3. Boltzmann et Shannon, une bien curieuse confusion. Avec la formule de Boltzmann, on accède à la formalisation stricte mais « aventureuse » de l’énigmatique entropie qui d’après le second principe, ne peut qu’augmenter dans un système fermé, ce qui fait intervenir la non moins énigmatique flèche du temps. Une analyse poussée des formalismes de la thermodynamique remet en cause nombre de certitudes parmi lesquelles la signification physique de l’entropie, quantité quasi magique qui apparaît et disparaît et n’a rien de commun avec ce que l’on connaît de l’énergie au sens de la mécanique rationnelle. La formulation statistique de Boltzmann vise à calculer l’entropie en partant des éléments du système. Elle fait intervenir un logarithme, tout comme la formule de Shannon qui a pour objectif de théoriser la transmission de signaux plus ou moins fréquents dans une voie de communication. L’analogie entre les deux formules ne permet pas de tirer une quelconque conclusion mettant en relation entropie et information. Ces thèses sont développées dans un livre pas très connu publié il y a un quart de siècle (J. Tonnelat, Thermodynamique probabiliste, un refus des dogmes, Masson, 1991).

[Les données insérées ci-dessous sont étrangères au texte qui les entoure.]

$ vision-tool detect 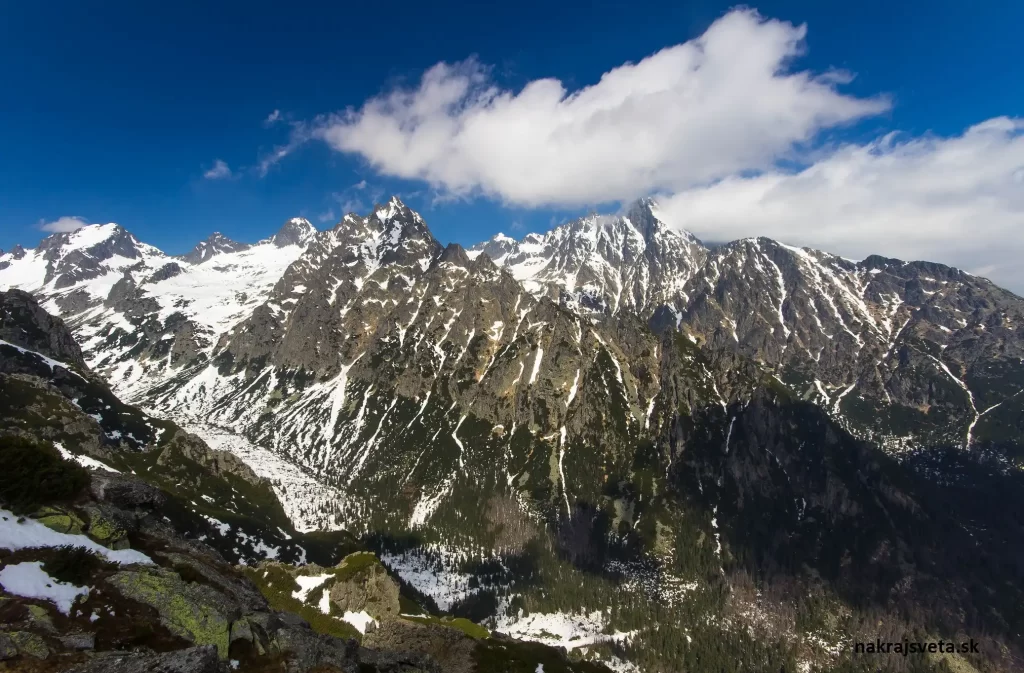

On voit se dessiner à nouveau cette interrogation fondamentale sur l’alternative entre les sciences de l’information artificielle et les sciences de l’information naturelle. La formule de Shannon ne s’applique pas à la biologie, domaine où elle est inopérante, contrairement à ce que quelques travaux originaux et imaginatifs ont laissé accroire. Pourtant, l’illusion moderniste continue à fonctionner mais pas pour longtemps. La critique et le dépassement de la modernité ne se fera pas en niant la modernité pour adopter quelque posture « spiritualiste » ou pire, fondamentaliste, mais en travaillant au sein même de la science pour en extraire une science des informations naturelles. Après la physique quantique et la cosmologie, il est temps de questionner la physique statistique pour aller ensuite attaquer avec une « connaiscience » solide le vivant et la conscience.
Quelques pistes sont déjà dans ma tête. Je ne vais pas tout vous divulguer
Tout un programme de recherche qui peut conduire vers une nouvelle science et qui sait, des applications pratiques. Ce billet est une présentation d’une recherche et un appel d’offre destiné à ceux qui veulent participer à ce programme.